11/29/05
Carleton’s Energy Future:
Musings from Laurel Bradley
Writing from a visual arts perspective
As a visual arts professional, I was initially confounded by the assignment to write on “how would you think about and explore Carleton’s energy future?” But then I began to imaginatively project ahead to a future day when Carleton has devised programs and structures which effectively embody a conservation ethos. And I wondered: how will this important commitment be evident? What strategies will Carleton employ to render progress visible in a campaign for a more energy efficient campus? I think that ART and other visual and visible signs and symbols may be the answer!

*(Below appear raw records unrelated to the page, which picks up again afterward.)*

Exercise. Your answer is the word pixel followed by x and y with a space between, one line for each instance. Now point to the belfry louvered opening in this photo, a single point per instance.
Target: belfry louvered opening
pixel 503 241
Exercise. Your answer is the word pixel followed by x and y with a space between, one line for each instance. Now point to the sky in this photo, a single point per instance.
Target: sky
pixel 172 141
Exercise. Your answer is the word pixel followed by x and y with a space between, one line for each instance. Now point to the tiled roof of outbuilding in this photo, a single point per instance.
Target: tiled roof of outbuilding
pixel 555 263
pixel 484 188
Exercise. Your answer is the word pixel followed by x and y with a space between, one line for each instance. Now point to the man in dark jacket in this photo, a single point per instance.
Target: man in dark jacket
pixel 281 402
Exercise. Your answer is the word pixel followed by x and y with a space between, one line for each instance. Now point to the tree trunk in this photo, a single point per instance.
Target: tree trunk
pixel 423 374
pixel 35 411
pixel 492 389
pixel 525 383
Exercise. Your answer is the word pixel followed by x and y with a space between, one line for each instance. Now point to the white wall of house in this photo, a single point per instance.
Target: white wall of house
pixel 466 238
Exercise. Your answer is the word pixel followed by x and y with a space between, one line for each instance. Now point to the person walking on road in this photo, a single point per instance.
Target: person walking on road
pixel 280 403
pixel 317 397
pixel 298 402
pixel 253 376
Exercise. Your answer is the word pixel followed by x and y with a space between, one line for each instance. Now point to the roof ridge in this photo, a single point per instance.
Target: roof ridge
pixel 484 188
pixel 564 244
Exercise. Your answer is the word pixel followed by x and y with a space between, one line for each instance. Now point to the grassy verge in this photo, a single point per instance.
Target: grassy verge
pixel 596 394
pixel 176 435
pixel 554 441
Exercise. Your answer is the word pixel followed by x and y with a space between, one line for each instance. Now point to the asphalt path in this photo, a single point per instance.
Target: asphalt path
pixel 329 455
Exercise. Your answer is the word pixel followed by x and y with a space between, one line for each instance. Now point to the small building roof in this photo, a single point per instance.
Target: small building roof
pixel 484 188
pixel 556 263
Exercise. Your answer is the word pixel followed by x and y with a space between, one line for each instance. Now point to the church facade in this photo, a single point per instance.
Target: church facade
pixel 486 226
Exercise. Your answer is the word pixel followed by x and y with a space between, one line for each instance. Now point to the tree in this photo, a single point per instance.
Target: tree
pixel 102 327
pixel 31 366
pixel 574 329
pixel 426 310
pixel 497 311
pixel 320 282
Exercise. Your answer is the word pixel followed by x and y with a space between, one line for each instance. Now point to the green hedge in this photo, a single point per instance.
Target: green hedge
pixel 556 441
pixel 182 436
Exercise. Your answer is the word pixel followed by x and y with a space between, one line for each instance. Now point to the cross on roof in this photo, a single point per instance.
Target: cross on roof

Let’s say that ten years hence, Carleton has progressed along the road to great energy efficiency, and inaugurated innovative recycling and other “environmentally positive” programs. Carleton can boast of a new “green dormitory,” an exemplary composting system; more efficiency thermostatic controls; multiple “green roofs,” and more (I’m hoping others can help extend this list!). How will the public, including students, faculty, staff and visitors come to recognize and appreciate Carleton’s positive achievements in the energy arena? Conventionally, the college employs signage with verbal texts to tell its stories – for example, signs about restoring the Oak Savannah in the Arboretum. And press releases, which elicit attention when a project is finished or underway but do not help call attention to an on-going feature or program.
I propose that art could play a very powerful role in bringing attention to the various components of a “positive energy” program. Attracting attention is the first step in a process of continuing education, which should be integral to all projects and structures by which Carleton becomes more “green” and energy efficient. Art, by rendering processes, and ideas visible, will transform campus features into symbols of positive energy policy. These symbols will stimulate on-going teaching opportunities.
Exactly what role do I imagine artists will play? Effective signage and beyond. Way beyond. Modern art is not about making pretty pictures, or impressive monuments. Rather, modern art is about raising questions, and calling attention to process. Artists today are some of the most effective “out of the box” thinkers, who create visible and physical embodiments of complex problems. They can experiment with materials, respond to processes which add symbolic resonance to a place, a structure, a situation.
My slightly utopian vision brings an artist/artists into the mix – designing aesthetically pleasing/arresting configurations in/on the “green” roofs; adding a “performance” dimension to on-going processes/projects, and as complements to inauguration and Public Relations activities; bring in a sculptor to create way-stations around campus which dramatize significant locations or nodes of activity/significant process; collaborating with architects and craftsmen in highlighting the use of re-cycled materials and locally harvested materials; use an architect/designer to enhance the look and feel of up-coming hay bale structures (good design can advance an environmentalist/energy efficient agenda as effectively as some other tools).
Let’s add art to the mix when strategizing about the communication component of a successful energy policy and set of practices.